Someone had once told me that it's bad to meet your idols when they're old, because they'll have dwindled by then to human scale. For a moment I didn't know how to play against Hazel Wightman. To want to win seemed vainglorious, but not to try would be worse. We faced each other across the garage. She began tentatively, but in a few minutes she was hitting every ball that came near her. She yelled at me if she had to run and reproached me for my unnatural swing. "Forget all that modern teaching you've had! Ready, wait, HIT! Ready, wait, HIT!"

All at once I realized that the choice to win or lose wasn't mine. Mrs. Wightman's eyes were shining. With racket in hand, she was once again alive.

I don't know how long we hit those balls—maybe 15 minutes, maybe an hour—but Mrs. Wightman didn't miss one shot that came near her. With each swing she was battling the newfangled pros who didn't understand the Hazel Hotchkiss Wightman method of better tennis and better life. She hit one ball that went soaring past me, and when I looked up to smile, she put down her racket and called that we had played long enough. I went over to take her arm, and she leaned heavily on me as we walked back to the house. "I'm glad we played." she said. "I've gotten too lazy lately. You have to keep active to be happy."

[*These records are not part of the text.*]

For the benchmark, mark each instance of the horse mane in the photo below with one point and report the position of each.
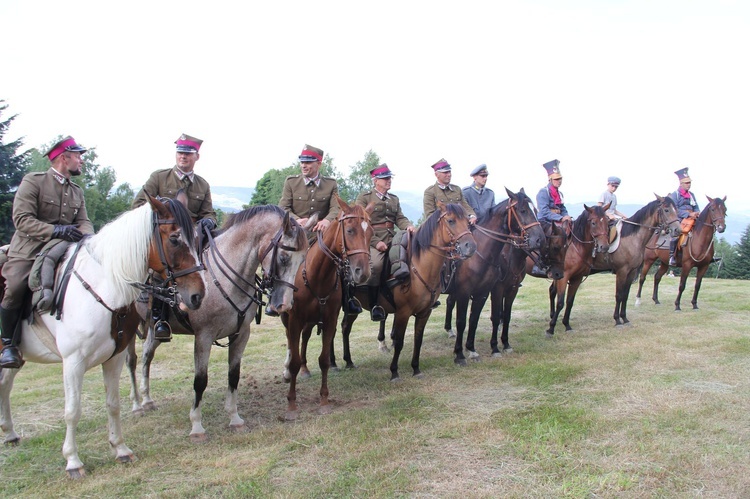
(423, 236)
(579, 227)
(121, 247)
(247, 214)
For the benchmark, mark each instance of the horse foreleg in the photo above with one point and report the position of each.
(148, 351)
(420, 321)
(398, 331)
(477, 304)
(458, 349)
(6, 419)
(111, 371)
(698, 279)
(657, 279)
(73, 371)
(236, 349)
(201, 353)
(450, 302)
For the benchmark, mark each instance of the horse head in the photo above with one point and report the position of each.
(452, 232)
(597, 226)
(353, 223)
(172, 253)
(522, 220)
(717, 212)
(669, 221)
(280, 261)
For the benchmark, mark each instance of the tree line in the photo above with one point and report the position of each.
(104, 202)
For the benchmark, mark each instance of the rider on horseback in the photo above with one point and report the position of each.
(385, 216)
(167, 183)
(551, 205)
(47, 206)
(687, 210)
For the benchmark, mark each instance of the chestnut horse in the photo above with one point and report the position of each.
(657, 216)
(259, 236)
(97, 320)
(698, 252)
(509, 227)
(340, 254)
(445, 235)
(590, 236)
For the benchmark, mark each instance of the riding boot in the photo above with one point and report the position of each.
(377, 314)
(672, 249)
(10, 357)
(160, 318)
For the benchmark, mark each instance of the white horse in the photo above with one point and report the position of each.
(97, 318)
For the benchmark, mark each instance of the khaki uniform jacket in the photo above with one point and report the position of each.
(301, 201)
(166, 183)
(451, 194)
(386, 211)
(40, 203)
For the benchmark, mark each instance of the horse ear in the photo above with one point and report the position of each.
(181, 197)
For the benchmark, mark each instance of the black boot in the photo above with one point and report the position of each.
(377, 314)
(160, 316)
(672, 249)
(10, 357)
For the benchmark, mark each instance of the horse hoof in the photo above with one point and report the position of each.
(76, 473)
(198, 438)
(126, 459)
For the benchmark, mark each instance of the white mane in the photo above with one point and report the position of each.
(122, 248)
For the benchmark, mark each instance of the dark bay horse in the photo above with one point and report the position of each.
(590, 236)
(657, 216)
(97, 318)
(444, 236)
(341, 253)
(262, 236)
(698, 252)
(509, 229)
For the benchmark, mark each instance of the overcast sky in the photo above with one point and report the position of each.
(636, 89)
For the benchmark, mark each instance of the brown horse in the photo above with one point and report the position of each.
(443, 236)
(340, 254)
(509, 227)
(698, 252)
(657, 216)
(590, 236)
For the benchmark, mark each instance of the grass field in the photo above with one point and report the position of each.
(660, 408)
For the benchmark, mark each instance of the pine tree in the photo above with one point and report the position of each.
(13, 167)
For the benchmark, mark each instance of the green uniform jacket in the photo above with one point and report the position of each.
(301, 201)
(41, 202)
(166, 183)
(451, 194)
(386, 211)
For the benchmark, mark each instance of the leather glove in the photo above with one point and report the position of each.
(207, 224)
(67, 233)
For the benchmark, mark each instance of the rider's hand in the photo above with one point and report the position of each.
(67, 233)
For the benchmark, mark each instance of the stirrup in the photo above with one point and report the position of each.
(163, 331)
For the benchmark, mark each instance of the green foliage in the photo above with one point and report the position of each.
(13, 167)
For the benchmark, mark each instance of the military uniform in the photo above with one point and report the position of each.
(451, 194)
(43, 200)
(302, 201)
(384, 219)
(167, 182)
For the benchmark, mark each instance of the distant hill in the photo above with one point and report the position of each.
(231, 199)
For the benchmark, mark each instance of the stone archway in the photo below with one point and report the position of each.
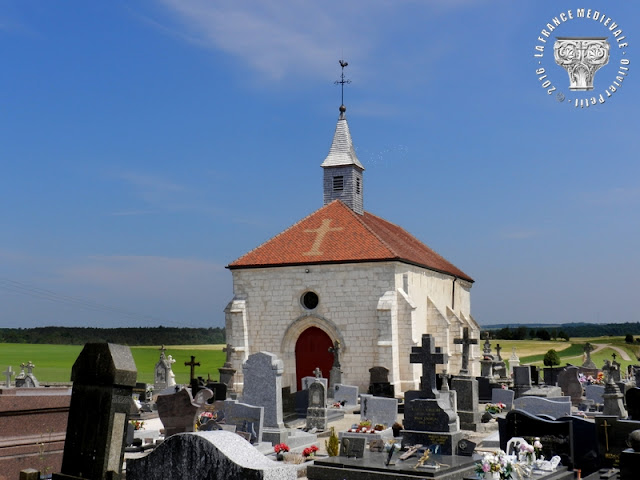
(312, 350)
(290, 341)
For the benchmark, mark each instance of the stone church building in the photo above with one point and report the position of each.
(345, 274)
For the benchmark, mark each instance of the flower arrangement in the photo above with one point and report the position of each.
(365, 426)
(281, 448)
(137, 424)
(495, 407)
(537, 448)
(590, 379)
(310, 451)
(495, 463)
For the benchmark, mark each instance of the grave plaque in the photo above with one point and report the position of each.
(352, 446)
(612, 437)
(103, 379)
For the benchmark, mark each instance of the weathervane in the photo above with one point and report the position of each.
(342, 80)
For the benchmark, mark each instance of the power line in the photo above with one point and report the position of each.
(44, 294)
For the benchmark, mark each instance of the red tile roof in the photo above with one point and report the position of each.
(336, 234)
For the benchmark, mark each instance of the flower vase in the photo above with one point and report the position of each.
(492, 476)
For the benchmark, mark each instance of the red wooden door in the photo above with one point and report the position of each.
(312, 350)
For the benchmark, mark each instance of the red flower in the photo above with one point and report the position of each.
(281, 447)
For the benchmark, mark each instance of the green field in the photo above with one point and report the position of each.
(53, 362)
(532, 351)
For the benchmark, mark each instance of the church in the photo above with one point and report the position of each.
(345, 274)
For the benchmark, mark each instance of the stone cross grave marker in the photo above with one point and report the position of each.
(192, 364)
(588, 363)
(465, 341)
(8, 373)
(429, 356)
(228, 350)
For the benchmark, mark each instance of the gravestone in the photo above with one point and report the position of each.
(8, 373)
(588, 363)
(27, 380)
(227, 372)
(263, 388)
(219, 390)
(514, 360)
(177, 412)
(633, 403)
(246, 418)
(535, 375)
(317, 410)
(551, 375)
(352, 446)
(428, 416)
(466, 341)
(345, 393)
(503, 395)
(594, 393)
(216, 455)
(556, 436)
(612, 397)
(570, 384)
(378, 410)
(379, 385)
(163, 373)
(521, 380)
(335, 376)
(103, 377)
(308, 381)
(612, 435)
(585, 444)
(542, 406)
(466, 387)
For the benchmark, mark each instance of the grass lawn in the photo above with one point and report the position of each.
(53, 362)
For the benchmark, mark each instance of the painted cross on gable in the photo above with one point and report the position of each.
(8, 373)
(465, 341)
(320, 232)
(193, 364)
(429, 356)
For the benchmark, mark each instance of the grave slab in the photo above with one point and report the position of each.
(215, 455)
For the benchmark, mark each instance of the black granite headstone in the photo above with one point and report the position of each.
(632, 398)
(556, 436)
(612, 436)
(103, 378)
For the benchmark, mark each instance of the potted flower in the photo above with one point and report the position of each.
(494, 408)
(494, 466)
(280, 450)
(310, 452)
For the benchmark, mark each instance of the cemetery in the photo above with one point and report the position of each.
(108, 425)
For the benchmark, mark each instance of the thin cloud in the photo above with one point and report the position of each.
(613, 196)
(519, 234)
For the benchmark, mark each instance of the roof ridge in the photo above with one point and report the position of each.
(282, 232)
(363, 223)
(422, 243)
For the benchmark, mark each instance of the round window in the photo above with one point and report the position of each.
(309, 300)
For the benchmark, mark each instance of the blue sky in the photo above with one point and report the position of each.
(146, 145)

The sun had settled a bit when we got inside, and Mrs. Wightman sank into a deep chair. She offered me fudge and a few more memories, but mostly we sat quietly in the darkening room. She had dropped her tennis racket somewhere, and as I looked at her now, I saw an old woman, far too frail and withered to play a game. Her housekeeper came by and suggested that it was time for Mrs. Wightman to return to bed.

I'll never know what inspired Mrs. Wightman's sudden strength that afternoon or why, once our game was over, she faded so rapidly. I saw her only once afterward, but she was in a wheelchair then and we barely spoke. After a cursory greeting I walked away, preferring to remember that one special afternoon when the old champ was active and a young admirer learned her lessons.